Stylistiquement parlant, c'est plutôt plat et bavard, avec des personnages mal caractérisés. Mais le roman, malgré des longueurs et des redites, est porté par une érudition joyeuse et un regard taquin sur nos choix de vie occidentaux, articulant utopie et réalisme avec énergie et enthousiasme. Cette fraîcheur dans le grand bain bouillonnant des débats politiques fait du bien. On a envie d'y croire. De se projeter individuellement et collectivement vers un horizon meilleur. Une suite est annoncée.
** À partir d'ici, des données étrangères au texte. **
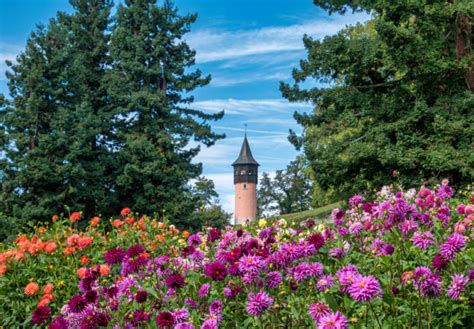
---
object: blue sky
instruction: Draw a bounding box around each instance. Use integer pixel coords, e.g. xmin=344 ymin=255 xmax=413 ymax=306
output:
xmin=0 ymin=0 xmax=367 ymax=212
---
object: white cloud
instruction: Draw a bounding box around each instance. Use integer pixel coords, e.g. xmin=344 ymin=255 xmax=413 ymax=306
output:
xmin=211 ymin=69 xmax=291 ymax=87
xmin=193 ymin=98 xmax=312 ymax=116
xmin=187 ymin=14 xmax=368 ymax=63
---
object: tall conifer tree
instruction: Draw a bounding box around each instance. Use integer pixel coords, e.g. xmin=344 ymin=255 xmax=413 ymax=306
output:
xmin=0 ymin=20 xmax=69 ymax=219
xmin=109 ymin=0 xmax=223 ymax=223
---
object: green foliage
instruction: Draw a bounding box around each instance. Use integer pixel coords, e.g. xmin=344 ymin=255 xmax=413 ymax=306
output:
xmin=281 ymin=0 xmax=474 ymax=201
xmin=257 ymin=157 xmax=312 ymax=216
xmin=0 ymin=0 xmax=224 ymax=228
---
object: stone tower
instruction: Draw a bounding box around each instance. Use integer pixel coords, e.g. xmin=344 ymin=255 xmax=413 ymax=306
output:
xmin=232 ymin=134 xmax=259 ymax=224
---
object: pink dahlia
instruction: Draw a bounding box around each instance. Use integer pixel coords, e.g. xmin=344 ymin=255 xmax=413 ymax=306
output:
xmin=418 ymin=273 xmax=443 ymax=298
xmin=316 ymin=274 xmax=334 ymax=291
xmin=413 ymin=231 xmax=434 ymax=250
xmin=104 ymin=248 xmax=125 ymax=265
xmin=306 ymin=233 xmax=324 ymax=250
xmin=127 ymin=244 xmax=145 ymax=257
xmin=199 ymin=283 xmax=211 ymax=298
xmin=155 ymin=312 xmax=174 ymax=329
xmin=48 ymin=315 xmax=69 ymax=329
xmin=238 ymin=255 xmax=265 ymax=275
xmin=447 ymin=274 xmax=469 ymax=300
xmin=246 ymin=291 xmax=273 ymax=316
xmin=165 ymin=273 xmax=186 ymax=289
xmin=348 ymin=275 xmax=383 ymax=302
xmin=204 ymin=262 xmax=227 ymax=281
xmin=308 ymin=303 xmax=331 ymax=321
xmin=431 ymin=254 xmax=449 ymax=273
xmin=266 ymin=272 xmax=283 ymax=289
xmin=349 ymin=222 xmax=364 ymax=236
xmin=318 ymin=311 xmax=348 ymax=329
xmin=439 ymin=233 xmax=466 ymax=259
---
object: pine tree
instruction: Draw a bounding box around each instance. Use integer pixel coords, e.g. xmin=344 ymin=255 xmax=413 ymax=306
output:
xmin=56 ymin=0 xmax=115 ymax=216
xmin=0 ymin=19 xmax=69 ymax=219
xmin=109 ymin=0 xmax=223 ymax=223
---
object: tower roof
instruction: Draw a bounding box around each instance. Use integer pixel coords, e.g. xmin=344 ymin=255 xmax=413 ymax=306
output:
xmin=232 ymin=136 xmax=259 ymax=166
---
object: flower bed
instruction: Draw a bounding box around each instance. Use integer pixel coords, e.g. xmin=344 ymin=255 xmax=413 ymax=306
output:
xmin=0 ymin=181 xmax=474 ymax=329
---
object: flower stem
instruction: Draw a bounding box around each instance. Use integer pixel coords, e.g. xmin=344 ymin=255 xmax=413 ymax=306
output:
xmin=369 ymin=302 xmax=382 ymax=329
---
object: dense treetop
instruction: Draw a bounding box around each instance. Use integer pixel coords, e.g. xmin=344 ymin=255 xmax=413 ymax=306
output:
xmin=280 ymin=0 xmax=474 ymax=198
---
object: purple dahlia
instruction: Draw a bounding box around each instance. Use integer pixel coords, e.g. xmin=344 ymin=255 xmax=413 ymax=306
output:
xmin=246 ymin=291 xmax=273 ymax=316
xmin=165 ymin=273 xmax=186 ymax=289
xmin=68 ymin=295 xmax=87 ymax=313
xmin=155 ymin=312 xmax=174 ymax=329
xmin=318 ymin=311 xmax=348 ymax=329
xmin=308 ymin=303 xmax=331 ymax=321
xmin=439 ymin=233 xmax=466 ymax=259
xmin=348 ymin=275 xmax=383 ymax=302
xmin=104 ymin=248 xmax=125 ymax=265
xmin=447 ymin=273 xmax=469 ymax=300
xmin=31 ymin=305 xmax=51 ymax=325
xmin=204 ymin=262 xmax=227 ymax=281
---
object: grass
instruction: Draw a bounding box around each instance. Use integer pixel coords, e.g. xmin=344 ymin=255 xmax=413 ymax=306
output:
xmin=269 ymin=201 xmax=343 ymax=223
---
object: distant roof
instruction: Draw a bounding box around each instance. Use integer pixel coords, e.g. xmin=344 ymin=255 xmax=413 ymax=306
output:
xmin=232 ymin=136 xmax=259 ymax=166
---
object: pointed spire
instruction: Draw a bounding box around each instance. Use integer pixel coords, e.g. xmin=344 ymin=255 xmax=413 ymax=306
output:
xmin=232 ymin=132 xmax=259 ymax=166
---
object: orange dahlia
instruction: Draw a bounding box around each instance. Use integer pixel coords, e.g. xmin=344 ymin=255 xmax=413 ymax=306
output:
xmin=43 ymin=283 xmax=54 ymax=295
xmin=25 ymin=282 xmax=39 ymax=296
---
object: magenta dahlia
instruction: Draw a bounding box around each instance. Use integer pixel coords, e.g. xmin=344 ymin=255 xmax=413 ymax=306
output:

On vote pour !
Pourquoi est-ce si compliqué de tenter de rendre concrète une idée si simple ? Pourquoi ralentir le monde et la folie des hommes demande-t-il tant d'efforts ?
[...] pendant la campagne, elle a testé en petit comité toutes ses provocations, et son équipe proposait à chaque fois un équivalent dicible à ce qu'elle souhaitait pouvoir dire : "Marre des privilèges des régimes spéciaux de retraite" devenu "Il faut repenser une solidarité globale entre tous les régimes de retraite", "Le Code du travail étouffe l'économie" devenu "Il faut assouplir certaines rigidités dans le marché de l'emploi", "Les pauvres ils n'avaient qu'à faire de meilleures études" devenu "Un système libéral bien pensé promeut l'égalité des chances dès la maternelle", "Les Français sont des râleurs et des glandeurs indisciplinés" devenu "Je souhaite redonner à la France le goût de l'effort et le respect d'un savoir-vivre ensemble" [...]
La France n'a plus besoin de se débattre dans l'aporie d'une croissance dite verte, d'une solidarité semi-libérale, d'un esprit "start-up" qui ressemble à un "end-down" en réalité.